Gli Interpol, in fondo e che vi piaccia o no, sono una certezza. Ascoltarli è rassicurante e la mia generazione ha voglia di essere rassicurata. Ma proprio per questo il disco rischia di essere celebrato più di quanto realmente meriti. Quando This Mirror Weighs a Ton osa anche soltanto un po’, diventa interessante. Quando invece si limita a ricordarci quanto siano bravi gli Interpol a fare gli Interpol, diventa semplicemente un buon disco degli Interpol. Che non è poco, ma nemmeno abbastanza per parlare di rinascita.

Convivere con il passato.

La vera domanda, del resto, non è se siano ancora quelli dell’album di esordio. Non lo sono e non possono esserlo. La domanda è se abbiano ancora qualcosa da dire senza limitarsi a ripetere la formula che li ha resi celebri.
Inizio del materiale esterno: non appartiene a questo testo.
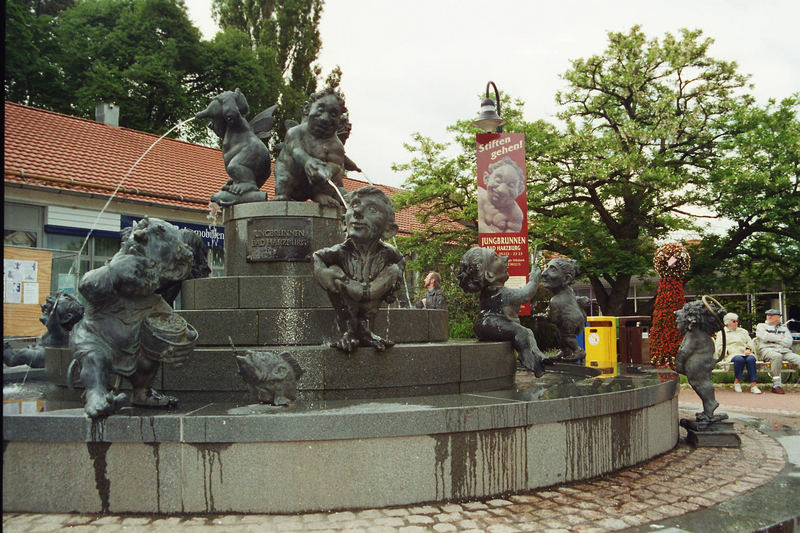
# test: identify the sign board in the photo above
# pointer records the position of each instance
(279, 239)
(26, 284)
(503, 203)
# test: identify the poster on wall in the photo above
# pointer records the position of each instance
(503, 204)
(17, 273)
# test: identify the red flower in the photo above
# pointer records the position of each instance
(664, 335)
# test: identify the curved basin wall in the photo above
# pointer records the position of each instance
(332, 455)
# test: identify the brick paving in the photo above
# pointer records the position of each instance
(683, 480)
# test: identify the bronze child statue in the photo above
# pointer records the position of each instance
(482, 270)
(311, 162)
(565, 311)
(124, 317)
(246, 157)
(697, 321)
(362, 272)
(60, 313)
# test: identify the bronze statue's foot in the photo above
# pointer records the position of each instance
(101, 403)
(380, 344)
(532, 363)
(567, 357)
(152, 398)
(10, 357)
(224, 198)
(347, 343)
(326, 200)
(242, 188)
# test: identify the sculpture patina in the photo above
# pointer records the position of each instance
(699, 320)
(200, 269)
(566, 311)
(246, 157)
(311, 162)
(362, 272)
(482, 270)
(128, 329)
(271, 377)
(60, 313)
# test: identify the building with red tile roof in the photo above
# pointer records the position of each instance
(71, 184)
(48, 152)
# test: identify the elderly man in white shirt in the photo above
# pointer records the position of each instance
(738, 350)
(775, 346)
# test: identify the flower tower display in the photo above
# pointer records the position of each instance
(672, 262)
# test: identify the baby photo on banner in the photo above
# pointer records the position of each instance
(502, 202)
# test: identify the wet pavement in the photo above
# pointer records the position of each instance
(686, 489)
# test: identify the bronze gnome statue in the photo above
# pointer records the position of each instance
(362, 272)
(482, 270)
(311, 162)
(697, 321)
(60, 313)
(128, 329)
(565, 311)
(246, 156)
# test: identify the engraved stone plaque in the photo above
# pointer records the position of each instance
(279, 239)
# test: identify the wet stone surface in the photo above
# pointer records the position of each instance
(671, 487)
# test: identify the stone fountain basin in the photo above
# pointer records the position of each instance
(337, 454)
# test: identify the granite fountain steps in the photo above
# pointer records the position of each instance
(327, 455)
(308, 326)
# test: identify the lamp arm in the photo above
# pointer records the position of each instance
(496, 99)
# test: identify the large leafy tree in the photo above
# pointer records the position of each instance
(757, 187)
(143, 54)
(31, 75)
(644, 125)
(651, 130)
(285, 37)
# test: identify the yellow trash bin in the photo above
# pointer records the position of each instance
(601, 344)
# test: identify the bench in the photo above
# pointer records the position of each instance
(789, 371)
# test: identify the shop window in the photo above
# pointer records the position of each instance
(97, 251)
(22, 224)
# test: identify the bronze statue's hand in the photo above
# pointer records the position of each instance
(331, 278)
(241, 188)
(353, 289)
(316, 169)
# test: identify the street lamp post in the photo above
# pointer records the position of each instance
(489, 116)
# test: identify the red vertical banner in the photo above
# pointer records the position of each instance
(503, 204)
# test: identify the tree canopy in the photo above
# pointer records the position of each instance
(650, 131)
(284, 34)
(148, 57)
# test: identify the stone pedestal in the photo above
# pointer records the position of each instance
(269, 300)
(717, 434)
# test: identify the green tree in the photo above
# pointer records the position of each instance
(651, 130)
(31, 75)
(285, 36)
(145, 55)
(757, 187)
(644, 125)
(230, 62)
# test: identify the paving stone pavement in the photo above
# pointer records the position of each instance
(683, 480)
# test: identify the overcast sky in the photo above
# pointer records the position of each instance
(422, 65)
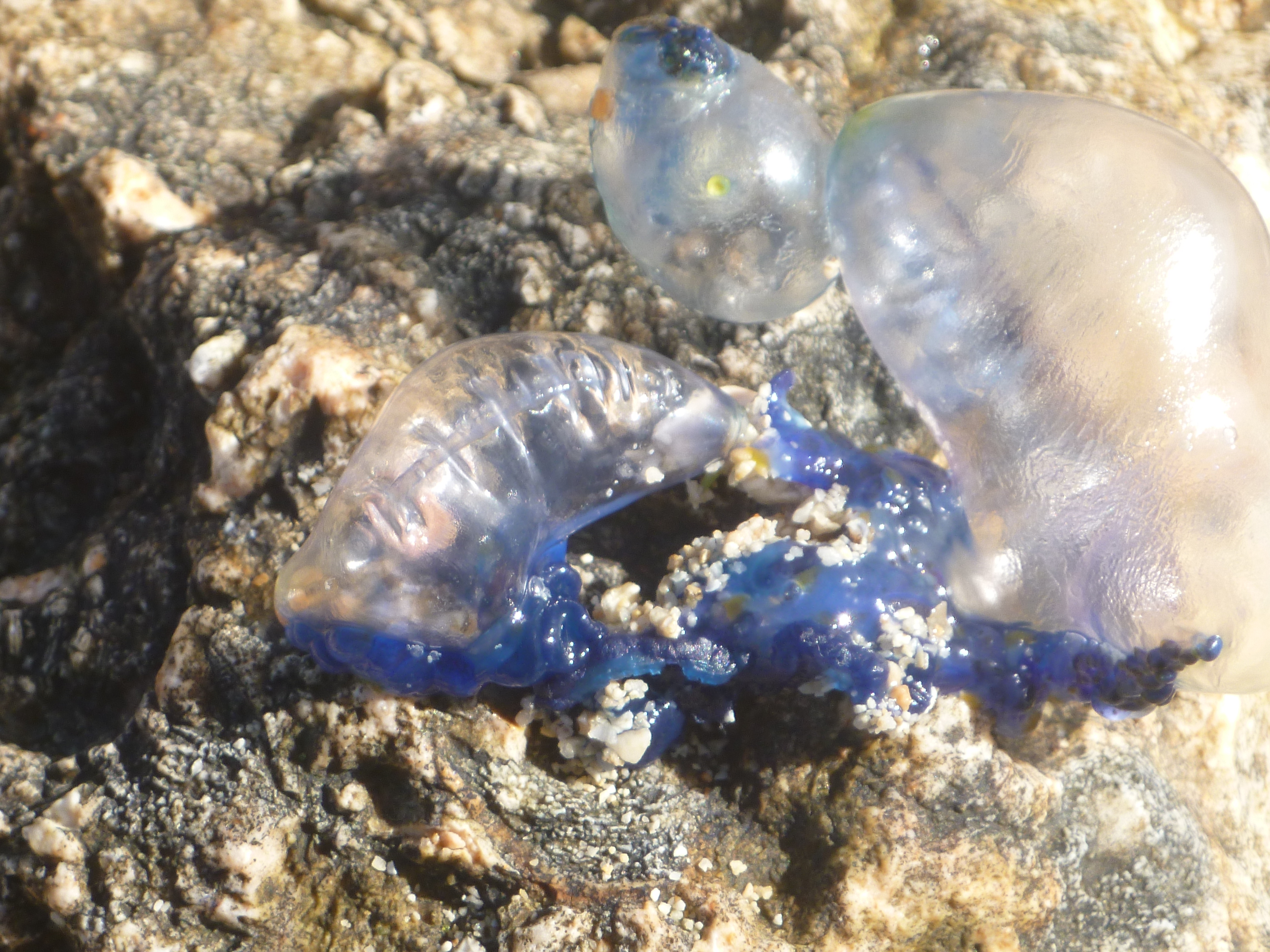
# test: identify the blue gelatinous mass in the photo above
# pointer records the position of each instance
(712, 172)
(439, 560)
(481, 465)
(1076, 299)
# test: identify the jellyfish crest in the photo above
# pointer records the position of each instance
(1075, 296)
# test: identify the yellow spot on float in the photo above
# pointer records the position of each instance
(718, 186)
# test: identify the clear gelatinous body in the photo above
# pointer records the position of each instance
(1076, 298)
(712, 172)
(478, 469)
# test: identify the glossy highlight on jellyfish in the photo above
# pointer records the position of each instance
(439, 563)
(1074, 296)
(453, 515)
(712, 172)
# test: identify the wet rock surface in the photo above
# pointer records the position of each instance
(227, 230)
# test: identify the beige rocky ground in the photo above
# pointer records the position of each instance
(227, 230)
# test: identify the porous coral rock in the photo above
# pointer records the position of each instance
(388, 208)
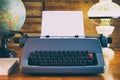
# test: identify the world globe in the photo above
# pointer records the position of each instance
(12, 18)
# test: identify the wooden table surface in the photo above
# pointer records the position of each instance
(113, 73)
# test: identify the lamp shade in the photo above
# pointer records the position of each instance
(104, 9)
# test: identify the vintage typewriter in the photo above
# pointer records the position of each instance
(63, 55)
(67, 56)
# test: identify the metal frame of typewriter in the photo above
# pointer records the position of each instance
(90, 44)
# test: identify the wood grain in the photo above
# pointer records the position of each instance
(34, 10)
(113, 72)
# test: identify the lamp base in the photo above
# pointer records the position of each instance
(6, 53)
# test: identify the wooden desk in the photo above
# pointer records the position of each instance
(112, 74)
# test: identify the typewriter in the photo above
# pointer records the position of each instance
(62, 56)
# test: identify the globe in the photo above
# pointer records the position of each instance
(12, 18)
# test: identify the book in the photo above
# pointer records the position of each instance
(7, 65)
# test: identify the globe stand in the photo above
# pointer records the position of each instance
(4, 50)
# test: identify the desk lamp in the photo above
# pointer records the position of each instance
(105, 10)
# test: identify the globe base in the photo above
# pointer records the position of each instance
(4, 50)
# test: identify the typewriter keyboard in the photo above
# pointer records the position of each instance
(62, 58)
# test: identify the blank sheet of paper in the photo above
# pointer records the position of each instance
(62, 23)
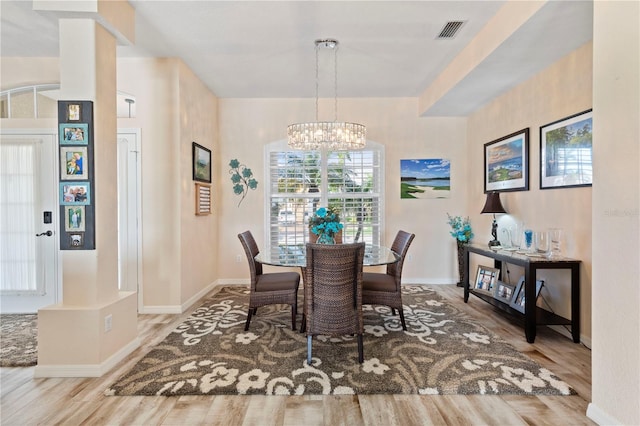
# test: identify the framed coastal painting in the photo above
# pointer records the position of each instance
(425, 178)
(73, 163)
(74, 133)
(75, 193)
(201, 163)
(506, 163)
(566, 150)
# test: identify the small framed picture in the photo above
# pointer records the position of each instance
(74, 134)
(518, 300)
(486, 279)
(504, 292)
(74, 219)
(506, 163)
(73, 163)
(73, 112)
(75, 194)
(201, 163)
(76, 240)
(566, 149)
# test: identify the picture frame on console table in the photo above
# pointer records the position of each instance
(518, 300)
(566, 150)
(506, 163)
(486, 280)
(504, 292)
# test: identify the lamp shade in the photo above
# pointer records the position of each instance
(493, 204)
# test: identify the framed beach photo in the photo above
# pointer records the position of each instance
(518, 300)
(504, 292)
(73, 112)
(428, 178)
(566, 150)
(74, 134)
(201, 163)
(506, 163)
(486, 279)
(75, 194)
(73, 163)
(74, 219)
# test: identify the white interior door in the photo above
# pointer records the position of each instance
(29, 269)
(129, 223)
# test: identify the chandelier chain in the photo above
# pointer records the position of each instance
(335, 83)
(327, 135)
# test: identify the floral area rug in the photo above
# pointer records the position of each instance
(18, 340)
(443, 351)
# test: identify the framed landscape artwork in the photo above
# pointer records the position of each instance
(201, 163)
(428, 178)
(566, 152)
(506, 163)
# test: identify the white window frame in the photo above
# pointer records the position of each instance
(300, 234)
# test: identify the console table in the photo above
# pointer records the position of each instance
(533, 315)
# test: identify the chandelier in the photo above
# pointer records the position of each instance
(330, 135)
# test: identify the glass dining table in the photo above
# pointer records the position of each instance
(296, 256)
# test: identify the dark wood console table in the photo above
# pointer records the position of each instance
(533, 315)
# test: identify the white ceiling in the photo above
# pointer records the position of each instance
(265, 49)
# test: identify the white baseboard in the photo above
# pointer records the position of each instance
(86, 370)
(186, 305)
(599, 416)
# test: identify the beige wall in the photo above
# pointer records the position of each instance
(199, 236)
(561, 90)
(247, 125)
(616, 214)
(173, 109)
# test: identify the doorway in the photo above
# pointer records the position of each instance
(129, 213)
(29, 240)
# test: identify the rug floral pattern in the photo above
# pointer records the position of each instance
(442, 352)
(18, 340)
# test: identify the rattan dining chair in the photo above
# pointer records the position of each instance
(384, 289)
(268, 289)
(333, 292)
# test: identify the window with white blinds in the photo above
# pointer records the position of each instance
(18, 195)
(299, 182)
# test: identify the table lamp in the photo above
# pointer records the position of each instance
(493, 205)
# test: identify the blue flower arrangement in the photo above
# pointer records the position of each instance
(325, 223)
(460, 228)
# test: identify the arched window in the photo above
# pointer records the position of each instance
(299, 182)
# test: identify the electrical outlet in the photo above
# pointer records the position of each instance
(107, 323)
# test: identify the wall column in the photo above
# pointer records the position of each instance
(95, 326)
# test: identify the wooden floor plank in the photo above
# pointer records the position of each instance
(76, 401)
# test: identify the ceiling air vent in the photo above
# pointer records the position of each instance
(450, 29)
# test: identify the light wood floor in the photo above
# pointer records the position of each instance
(69, 401)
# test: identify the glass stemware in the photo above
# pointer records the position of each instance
(528, 239)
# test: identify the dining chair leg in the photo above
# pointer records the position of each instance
(303, 324)
(404, 324)
(246, 324)
(294, 313)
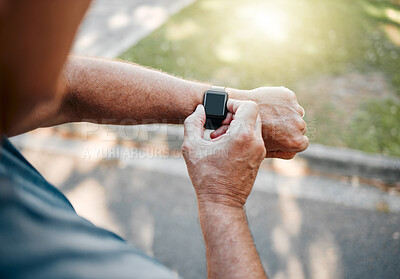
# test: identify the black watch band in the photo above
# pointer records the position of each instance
(215, 100)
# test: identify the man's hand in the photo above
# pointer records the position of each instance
(283, 128)
(223, 170)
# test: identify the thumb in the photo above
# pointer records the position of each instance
(194, 124)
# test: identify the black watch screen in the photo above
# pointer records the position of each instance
(215, 106)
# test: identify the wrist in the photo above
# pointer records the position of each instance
(221, 206)
(237, 94)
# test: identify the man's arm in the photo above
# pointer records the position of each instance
(114, 92)
(230, 249)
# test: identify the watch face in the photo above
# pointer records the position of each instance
(214, 103)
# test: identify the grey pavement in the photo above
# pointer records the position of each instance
(304, 226)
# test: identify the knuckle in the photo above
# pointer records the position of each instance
(301, 124)
(185, 148)
(297, 142)
(252, 105)
(244, 137)
(260, 148)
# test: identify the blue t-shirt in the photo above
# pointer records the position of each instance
(41, 236)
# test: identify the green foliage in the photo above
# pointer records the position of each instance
(252, 43)
(376, 128)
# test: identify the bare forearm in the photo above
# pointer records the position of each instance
(230, 249)
(108, 91)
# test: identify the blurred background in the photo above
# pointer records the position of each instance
(333, 212)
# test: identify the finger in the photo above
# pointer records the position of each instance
(300, 110)
(194, 124)
(281, 155)
(259, 127)
(245, 113)
(228, 119)
(303, 112)
(219, 132)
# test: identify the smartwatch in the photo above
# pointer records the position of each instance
(214, 102)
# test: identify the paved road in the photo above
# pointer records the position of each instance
(303, 226)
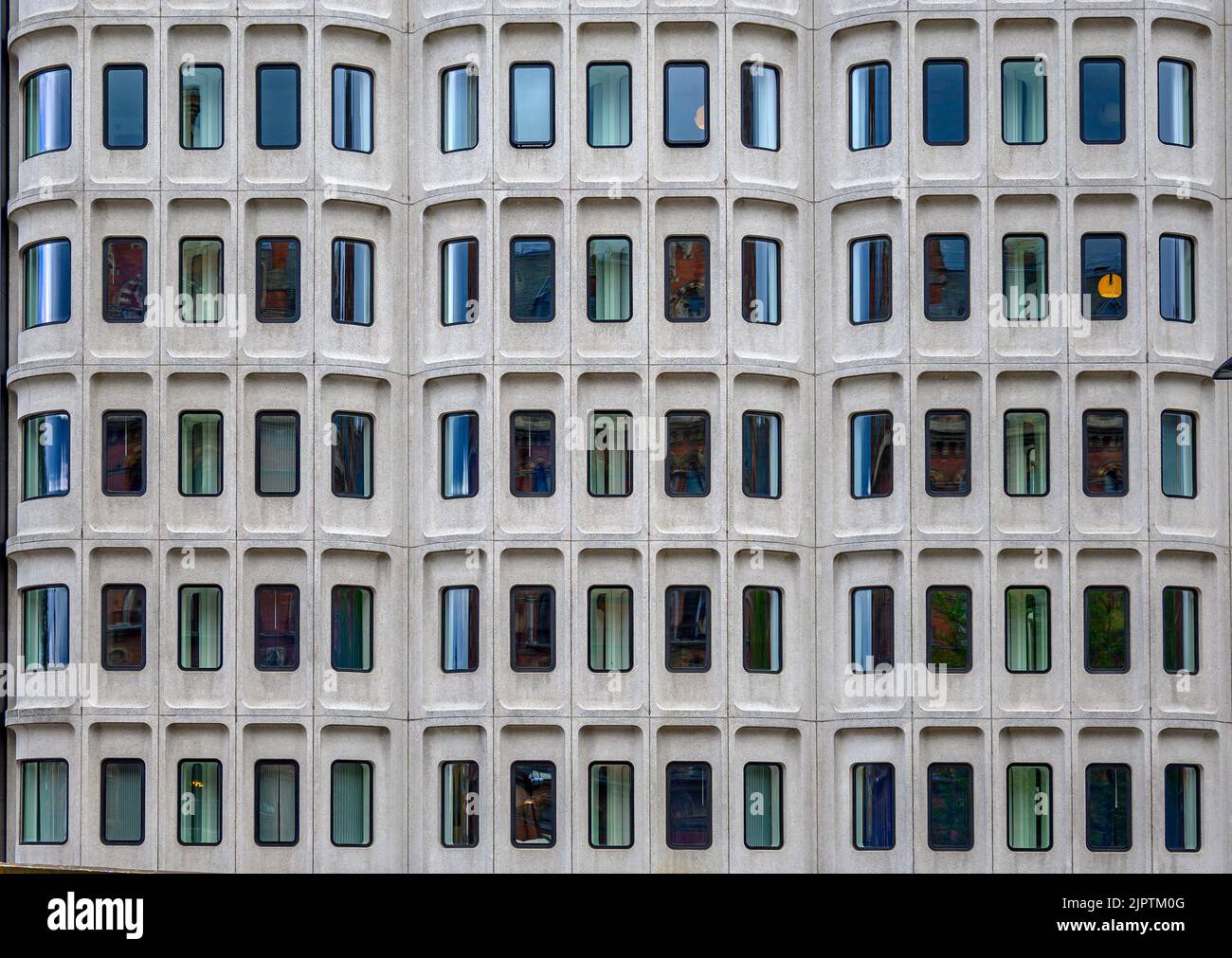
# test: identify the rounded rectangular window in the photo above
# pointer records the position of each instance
(460, 280)
(686, 103)
(353, 109)
(123, 107)
(759, 106)
(350, 648)
(608, 112)
(45, 441)
(352, 459)
(48, 283)
(460, 109)
(48, 111)
(869, 106)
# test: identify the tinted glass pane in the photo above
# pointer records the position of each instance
(760, 300)
(534, 809)
(460, 455)
(873, 805)
(123, 280)
(352, 628)
(685, 105)
(763, 629)
(688, 628)
(1029, 793)
(869, 106)
(1024, 118)
(48, 283)
(201, 627)
(48, 111)
(873, 455)
(460, 628)
(873, 627)
(607, 105)
(1103, 99)
(45, 456)
(759, 106)
(278, 97)
(763, 805)
(686, 471)
(1027, 648)
(689, 809)
(1177, 279)
(1108, 808)
(949, 627)
(949, 452)
(123, 627)
(1104, 452)
(278, 627)
(533, 628)
(763, 455)
(688, 271)
(1025, 278)
(201, 453)
(1178, 460)
(534, 453)
(1179, 630)
(123, 123)
(460, 109)
(460, 280)
(352, 282)
(352, 460)
(1175, 103)
(123, 453)
(278, 280)
(950, 806)
(531, 105)
(1103, 276)
(1026, 453)
(1108, 629)
(610, 461)
(353, 110)
(534, 280)
(947, 279)
(945, 102)
(201, 107)
(1182, 808)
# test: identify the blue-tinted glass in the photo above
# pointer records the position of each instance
(48, 282)
(870, 280)
(48, 111)
(278, 94)
(947, 280)
(534, 280)
(460, 109)
(460, 280)
(531, 105)
(1177, 279)
(124, 118)
(1103, 102)
(353, 109)
(869, 106)
(1175, 103)
(460, 455)
(945, 102)
(685, 105)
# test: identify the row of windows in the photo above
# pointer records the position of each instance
(608, 111)
(611, 443)
(689, 804)
(688, 633)
(533, 291)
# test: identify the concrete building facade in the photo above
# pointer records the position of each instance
(657, 654)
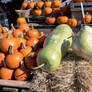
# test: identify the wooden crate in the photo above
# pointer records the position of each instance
(76, 9)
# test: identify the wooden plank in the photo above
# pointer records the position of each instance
(14, 83)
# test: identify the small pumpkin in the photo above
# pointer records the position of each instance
(56, 3)
(13, 59)
(72, 22)
(6, 73)
(47, 10)
(38, 12)
(21, 74)
(39, 4)
(33, 33)
(62, 19)
(50, 20)
(21, 20)
(25, 50)
(30, 60)
(87, 19)
(56, 11)
(2, 57)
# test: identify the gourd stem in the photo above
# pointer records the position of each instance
(23, 45)
(13, 27)
(11, 49)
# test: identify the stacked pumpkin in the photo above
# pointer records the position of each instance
(18, 50)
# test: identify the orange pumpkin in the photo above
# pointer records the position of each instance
(24, 27)
(50, 20)
(21, 74)
(32, 42)
(13, 59)
(87, 19)
(25, 50)
(33, 33)
(21, 20)
(72, 22)
(2, 56)
(30, 60)
(6, 73)
(38, 12)
(39, 4)
(62, 19)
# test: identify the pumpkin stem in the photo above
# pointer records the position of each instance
(23, 65)
(13, 26)
(11, 49)
(23, 45)
(3, 31)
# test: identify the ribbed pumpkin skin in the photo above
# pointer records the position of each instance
(55, 47)
(82, 44)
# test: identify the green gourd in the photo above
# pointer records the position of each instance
(55, 47)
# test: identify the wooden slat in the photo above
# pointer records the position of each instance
(13, 83)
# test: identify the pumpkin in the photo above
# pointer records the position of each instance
(87, 19)
(77, 1)
(24, 27)
(62, 19)
(72, 22)
(39, 4)
(56, 3)
(25, 50)
(31, 5)
(24, 5)
(50, 20)
(6, 73)
(13, 59)
(2, 57)
(56, 11)
(33, 33)
(21, 20)
(47, 10)
(38, 12)
(48, 3)
(32, 42)
(21, 74)
(6, 42)
(30, 60)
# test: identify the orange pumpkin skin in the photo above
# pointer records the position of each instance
(77, 1)
(30, 60)
(56, 3)
(56, 10)
(40, 4)
(32, 42)
(18, 33)
(24, 5)
(48, 3)
(31, 5)
(6, 42)
(87, 19)
(62, 19)
(2, 56)
(21, 20)
(50, 20)
(72, 22)
(24, 27)
(33, 33)
(47, 10)
(21, 75)
(38, 12)
(13, 60)
(6, 73)
(25, 51)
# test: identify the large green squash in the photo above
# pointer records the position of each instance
(82, 43)
(56, 45)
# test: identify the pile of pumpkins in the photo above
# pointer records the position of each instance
(18, 50)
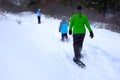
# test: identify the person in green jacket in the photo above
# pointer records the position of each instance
(78, 24)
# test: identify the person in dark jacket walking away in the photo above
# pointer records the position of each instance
(63, 28)
(39, 16)
(78, 22)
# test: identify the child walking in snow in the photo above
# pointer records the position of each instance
(63, 28)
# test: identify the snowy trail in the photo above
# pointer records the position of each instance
(29, 51)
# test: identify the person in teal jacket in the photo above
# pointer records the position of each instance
(78, 24)
(63, 28)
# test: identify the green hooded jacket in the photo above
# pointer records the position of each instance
(78, 24)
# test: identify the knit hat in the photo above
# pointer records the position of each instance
(64, 18)
(78, 8)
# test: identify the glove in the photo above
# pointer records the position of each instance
(91, 34)
(70, 32)
(59, 30)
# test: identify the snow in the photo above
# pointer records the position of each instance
(31, 51)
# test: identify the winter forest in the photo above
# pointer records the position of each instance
(34, 51)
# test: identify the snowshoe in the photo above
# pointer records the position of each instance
(79, 63)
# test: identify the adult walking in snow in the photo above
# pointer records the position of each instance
(63, 28)
(39, 16)
(78, 22)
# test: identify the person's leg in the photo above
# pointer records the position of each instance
(66, 37)
(62, 37)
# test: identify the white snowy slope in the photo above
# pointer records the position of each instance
(31, 51)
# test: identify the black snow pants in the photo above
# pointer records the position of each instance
(77, 44)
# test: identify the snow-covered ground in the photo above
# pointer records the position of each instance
(31, 51)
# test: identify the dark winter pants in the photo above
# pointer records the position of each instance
(64, 36)
(39, 19)
(77, 44)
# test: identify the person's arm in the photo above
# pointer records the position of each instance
(89, 28)
(71, 25)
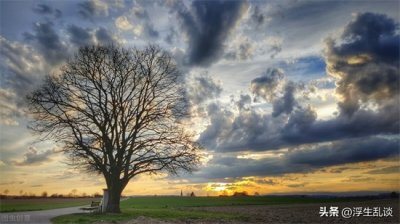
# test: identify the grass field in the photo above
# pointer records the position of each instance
(14, 205)
(177, 208)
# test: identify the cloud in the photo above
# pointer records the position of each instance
(292, 123)
(93, 8)
(365, 62)
(22, 67)
(301, 159)
(385, 170)
(85, 36)
(203, 88)
(287, 102)
(103, 36)
(207, 25)
(9, 112)
(148, 27)
(266, 86)
(244, 50)
(123, 23)
(44, 9)
(33, 157)
(244, 102)
(48, 42)
(79, 36)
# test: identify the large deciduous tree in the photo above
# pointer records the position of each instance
(116, 111)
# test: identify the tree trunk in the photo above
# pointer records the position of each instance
(114, 196)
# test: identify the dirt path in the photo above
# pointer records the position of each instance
(36, 217)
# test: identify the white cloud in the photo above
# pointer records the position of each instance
(123, 23)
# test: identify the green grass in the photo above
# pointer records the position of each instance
(14, 205)
(179, 202)
(174, 208)
(159, 213)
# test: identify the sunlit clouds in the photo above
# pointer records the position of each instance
(288, 97)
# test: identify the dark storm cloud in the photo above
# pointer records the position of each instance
(306, 158)
(207, 25)
(248, 130)
(287, 102)
(203, 88)
(365, 75)
(79, 36)
(254, 131)
(362, 123)
(48, 42)
(366, 63)
(272, 87)
(385, 170)
(345, 151)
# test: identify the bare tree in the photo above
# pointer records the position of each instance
(117, 112)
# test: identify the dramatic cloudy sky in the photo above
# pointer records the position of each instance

Qui la risposta è parzialmente sì. This Mirror Weighs a Ton non aiuterà gli Interpol a far innamorare una nuova generazione. Non prova a cancellare le rughe né a nascondere le esitazioni che hanno fatto parte della loro vita artistica. E soprattutto non pretende di competere con il proprio fantasma più giovane, né con i nuovi protagonisti del genere. Semplicemente, prova a convivere con quel passato. E, in un’epoca in cui anche la musica alternativa sembra avere sempre più bisogno di nuove etichette, nuovi salvatori e nuovi fenomeni da consumare in fretta, forse non è poi così male.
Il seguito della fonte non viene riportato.